At a glance

As a solution partner for the Microsoft Justice Reform Initiative Catalyst Grant Program, we helped Youth Justice Network develop a mobile Microsoft Power App that speeds public defense attorneys’ contact with and connection to their clients. It’s a tool that could mean more equitable representation for young people in the legal system.

What we did

  • Microsoft Power Apps
  • UX design
  • Azure credits strategy
  • Public and social impact
  • Low-code app

The right to counsel

Founded on the school floor of a New York City jail, Youth Justice Network (YJN) is a 33-year-old nonprofit that serves young people involved in the justice system. YJN participants are young people of color, who are vastly and disproportionately overrepresented in the city’s jails. The organization offers supports inside and outside custody, and helps when young people are charged with crimes, have pending cases, and can’t make bail.

Low-income youth are often stuck in detention waiting to meet their attorneys—and may not even know if an attorney has been assigned to represent them. In New York City, indigent defense spans five boroughs, and representation is offered through a combination of public defender organizations and individually assigned counsel, known as 18B attorneys.

Public defender organizations have in-house social workers and other resources more readily available. In contrast, 18B attorneys are often representing complex, felony charge cases on their own, against the backdrop of a bureaucratic system of assignment and access that depends on web-based communication, phone calls, emails, and mail.

YJN applied for funds from the Catalyst Grant Program with a vision of using technology to help facilitate and accelerate communication in the critical early stages of the case process for young detained defendants.

Tech for social good

The Catalyst Grant comes from a collaboration between the Microsoft Justice Reform Initiative and the Urban Institute, in an effort to support projects that use data and tech to address racial injustice and create a more equitable justice system.

The team at YJN was ecstatic at the news their organization was chosen as the grant money recipient. “Honestly, we didn’t expect it because it was a national competition,” says Chris Pahigian, executive director of YJN.

Shoba Nair, director of research and evaluation at YJN at that time, spearheaded the effort. “We formed a core stakeholder group, which was crucial to the process,” she says. This group of practitioners focused on identifying key points of communication in the case process that could be improved with a mobile app. As their work progressed, Slalom joined the effort and helped guide the group.

The attorneys saw the potential of how easy it would be to communicate through the app … They felt a tangible difference in how it can help.

An app for attorneys

Slalom is proud to be a Microsoft solution partner for the Catalyst Grant Program. Nonprofit grantees are under no obligation to use Microsoft solutions—or lean on partners like us for technical expertise. YJN, however, took advantage of all available resources through the grant.

With the idea for the app cemented, a small user group that included Nair and a few attorneys worked to create a bare-bones prototype. Initially, they started down a path toward a traditional, code-heavy mobile app with a YJN volunteer developer, but with Slalom asking questions about YJN’s needs and providing guidance, the nonprofit decided that Power Apps was the most logical tool.

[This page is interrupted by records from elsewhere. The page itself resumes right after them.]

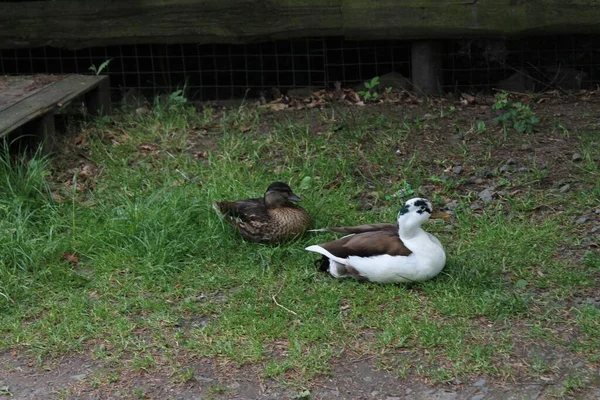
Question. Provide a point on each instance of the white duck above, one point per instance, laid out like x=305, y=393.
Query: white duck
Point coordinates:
x=386, y=253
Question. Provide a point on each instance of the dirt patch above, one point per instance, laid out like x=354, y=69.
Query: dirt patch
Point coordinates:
x=82, y=378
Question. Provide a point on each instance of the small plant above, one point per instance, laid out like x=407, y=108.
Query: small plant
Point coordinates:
x=187, y=375
x=370, y=94
x=480, y=128
x=516, y=115
x=303, y=395
x=98, y=70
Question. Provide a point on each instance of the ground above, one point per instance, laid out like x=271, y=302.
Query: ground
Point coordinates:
x=516, y=314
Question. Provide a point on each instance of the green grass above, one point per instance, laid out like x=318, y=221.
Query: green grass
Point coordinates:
x=160, y=278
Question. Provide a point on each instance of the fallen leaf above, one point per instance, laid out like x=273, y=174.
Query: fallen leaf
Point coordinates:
x=71, y=258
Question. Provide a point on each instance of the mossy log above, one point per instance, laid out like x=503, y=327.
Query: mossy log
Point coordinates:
x=79, y=24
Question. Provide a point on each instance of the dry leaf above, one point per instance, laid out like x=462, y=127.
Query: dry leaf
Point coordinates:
x=71, y=258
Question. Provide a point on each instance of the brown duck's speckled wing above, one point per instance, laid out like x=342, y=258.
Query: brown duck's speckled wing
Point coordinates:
x=364, y=228
x=368, y=244
x=257, y=223
x=242, y=208
x=291, y=220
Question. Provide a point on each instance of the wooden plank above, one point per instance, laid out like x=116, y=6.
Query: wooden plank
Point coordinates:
x=78, y=24
x=53, y=96
x=16, y=88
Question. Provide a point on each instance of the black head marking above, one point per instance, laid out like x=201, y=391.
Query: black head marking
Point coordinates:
x=404, y=209
x=423, y=206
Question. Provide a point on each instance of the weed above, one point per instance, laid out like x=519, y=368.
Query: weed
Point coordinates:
x=518, y=116
x=370, y=94
x=98, y=70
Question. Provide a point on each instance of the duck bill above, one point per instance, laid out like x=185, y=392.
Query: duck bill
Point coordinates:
x=293, y=197
x=439, y=215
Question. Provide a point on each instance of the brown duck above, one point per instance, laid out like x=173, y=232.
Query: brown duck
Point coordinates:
x=270, y=219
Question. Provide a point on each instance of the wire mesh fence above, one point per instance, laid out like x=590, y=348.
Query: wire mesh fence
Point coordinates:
x=225, y=71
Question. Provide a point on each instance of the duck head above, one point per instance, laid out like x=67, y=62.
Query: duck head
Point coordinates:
x=278, y=193
x=414, y=213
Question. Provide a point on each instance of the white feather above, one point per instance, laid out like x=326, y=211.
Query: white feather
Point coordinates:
x=426, y=260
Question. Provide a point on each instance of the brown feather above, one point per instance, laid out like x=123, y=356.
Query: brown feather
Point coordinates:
x=363, y=228
x=259, y=222
x=368, y=244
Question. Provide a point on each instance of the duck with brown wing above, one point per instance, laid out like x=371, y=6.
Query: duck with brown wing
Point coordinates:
x=386, y=253
x=274, y=218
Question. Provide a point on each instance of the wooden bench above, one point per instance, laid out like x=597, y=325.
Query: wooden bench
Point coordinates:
x=29, y=103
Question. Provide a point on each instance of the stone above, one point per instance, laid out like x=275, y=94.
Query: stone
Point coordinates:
x=519, y=82
x=486, y=195
x=565, y=188
x=479, y=383
x=302, y=93
x=526, y=147
x=566, y=78
x=451, y=205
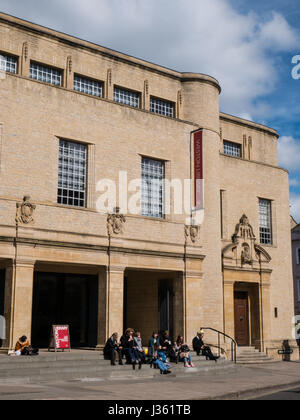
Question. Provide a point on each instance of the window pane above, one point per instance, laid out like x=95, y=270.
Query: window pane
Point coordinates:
x=152, y=188
x=72, y=174
x=8, y=63
x=161, y=107
x=265, y=216
x=127, y=97
x=88, y=86
x=232, y=149
x=45, y=74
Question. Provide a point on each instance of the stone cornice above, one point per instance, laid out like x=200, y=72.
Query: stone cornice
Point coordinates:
x=100, y=248
x=248, y=124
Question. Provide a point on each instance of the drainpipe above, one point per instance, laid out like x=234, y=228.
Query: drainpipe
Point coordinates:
x=261, y=305
x=108, y=286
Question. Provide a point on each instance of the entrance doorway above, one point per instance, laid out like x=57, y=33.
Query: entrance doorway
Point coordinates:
x=165, y=295
x=65, y=299
x=241, y=313
x=149, y=303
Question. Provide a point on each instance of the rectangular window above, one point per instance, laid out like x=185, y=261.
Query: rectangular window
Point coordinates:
x=232, y=149
x=88, y=86
x=127, y=97
x=46, y=74
x=162, y=107
x=72, y=172
x=8, y=63
x=265, y=215
x=153, y=173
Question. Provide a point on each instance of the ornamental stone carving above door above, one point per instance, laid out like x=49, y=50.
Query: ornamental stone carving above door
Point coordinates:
x=243, y=251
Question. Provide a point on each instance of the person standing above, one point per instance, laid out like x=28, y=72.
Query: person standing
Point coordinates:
x=113, y=351
x=206, y=351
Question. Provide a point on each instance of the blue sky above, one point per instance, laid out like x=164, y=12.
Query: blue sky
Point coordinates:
x=247, y=46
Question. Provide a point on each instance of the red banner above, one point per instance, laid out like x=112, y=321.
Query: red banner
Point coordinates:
x=198, y=169
x=61, y=337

Gautham Sripathi, a Slalom solution architect, worked with Nair and the developer to teach them how to use to Power Apps, a low-code, no-code solution. Armed with this knowledge, YJN built a new version in Power Apps on its own. The Slalom UX team then created wireframes for a more refined, clickable prototype. “The app has two parts,” says Sripathi. “One part is for the attorneys to request resources, and the second is for the city government side managers who review the requests and approve them.” Our consultants also helped YJN leverage Azure credits to use the app.

Lawyer on the phone reading documents on her desk Lawyer on the phone reading documents on her desk

Pilot potential

The 18B attorneys in YJN’s pilot group found the clickable prototype “very easy and intuitive to use,” says Nair. “They immediately saw the potential of how easy it would be to communicate through the app, and we were bombarded with questions about other features they want to add. They feel a tangible difference in how it can help.” The public defenders enthusiastically mentioned features that would avoid paper—such as using the app to fill out forms and take pictures.

There are many places that can really benefit from this app. Ultimately maybe even the whole world of public defense can benefit.

Everyone agrees the app has a lot of potential to speed case-processing time. Complexity in the New York City jurisdiction led to challenges in adoption, but it has also sparked valuable discussions on finding common ground. “The fact that the app has catalyzed and caused forward movement and excitement has been a real ROI,” says Pahigian.

YJN is now eager to partner with other nonprofits and jurisdictions to bring the power of this technology to public defender communities. Indigent defense systems across the United States face profound challenges, including staff shortages, unsustainable workloads, and disparate federal funding—and young people of color continue to experience the most disparate case outcomes.

“There are many jurisdictions with far fewer resources than New York City has,” says Pahigian. “There are places that can really benefit from this app. Ultimately maybe even the whole world of public defense can benefit.”

Radical change, one attorney at a time

YJN has every reason to be optimistic. After all, it has a demonstrated history of influencing positive long-term change through its “one youth at a time” approach. Just one low-code app could be the beginning of something big.